The X/Y Plot to Eliminate Some Stable Diffusion AI Art Models
Summary: in this post, I discuss the X/Y Plot script for a practical task: I want to analyze the 50+ models I have in my Stable Diffusion install to find any treasures I’ve missed and to bury models that I don’t like. I also study the impact of steps and CFG with the same script. And then I admit to an oversight in my analysis, and discover an extension to address that oversight. What did I learn?
The other day, I was in Automatic1111 and decided to switch to another model to try out my current prompt. When I clicked on the model drop down, my first reaction was: whoa, that’s way too many models! I realized I had been downloading some models that maybe I tried once or twice but then forgot about. Did I not like them? Are there hidden gems in here?
I wanted to get organized. My goal:
- Move models I didn’t like for my prompts into a deprioritized subfolder.
- Move models that are way too big for me to load into my graphics card (but okay for mixing new models) into their own “Big” (aka, don’t try to load) subfolder.
- Move models that I created with a Google Collab Dreambooth process into their own subfolder.
- Move 2.1 models into their own subfolder since they are pretty useless to me.
The last three are easy to do. Done. I named the folders zBig, zDreambooth, and z2–1 (I prefixed them with a ‘z’ so that they’ll be pushed to the end of the model drop down list).
But what about finding the models I didn’t like as much for my style of prompting of illustrated-story images?
I stared into my coffee, thinking of the Python script I’d need to write to load specific models and do my best to adapt the A1111 tokenizing code for my very long prompts. I could write a file that had the model paths, ensure a safetensor could be loaded, blah blah blah… oh, Lord of the Lazy, isn’t there an easier way?
Yes.
And it’s been built into A1111 for a long time. People have been using it for experiments since the very early days (end of summer 2022) of playing around with Stable Diffusion via A1111. It’s the X/Y Plot script, and it allows you to:
- Experiment with two changing values.
- Confirm what you think is right.
- Challenge you to learn something new by trying new variations.
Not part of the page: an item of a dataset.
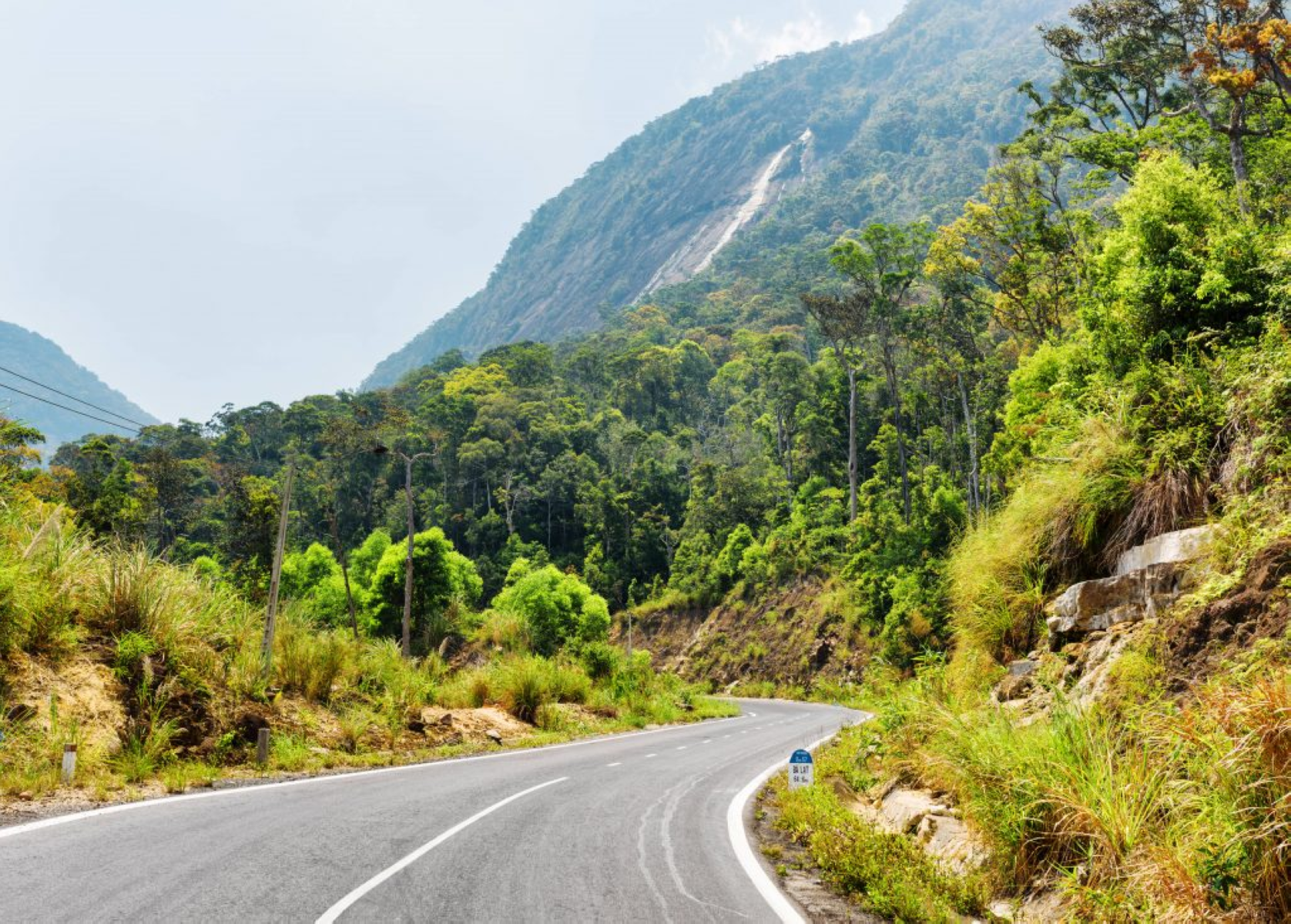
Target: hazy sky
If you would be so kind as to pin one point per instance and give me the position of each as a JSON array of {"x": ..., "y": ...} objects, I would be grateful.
[{"x": 243, "y": 202}]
Here’s what I wanted to do:
- Find some example images to experiment with across the different models. Lock in that prompt and seed.
- Load up every model except for those I had already moved into a subfolder.
- Continue using Euler a sampler, but try out various samplers I see people using to see if I learn something new.
- Later, try out different number of steps and CFG values to see if I need to move out of my comfort zone.
- …
- Profit!
Here are the images I decided to experiment with:
To do my first big experiment (trimming down the models) I chose the first two images to do the following process:
- Send the image to PNG Info and send that to txt2img.
- In txt2img do the following:
- Scroll down to Script and choose X/Y plot
- X type: select Sampler.
- Y type: select Checkpoint name.
- Next to X values and Y values an auto-fill button appears. Click that button and the text fields are auto-filled in with what your environment has.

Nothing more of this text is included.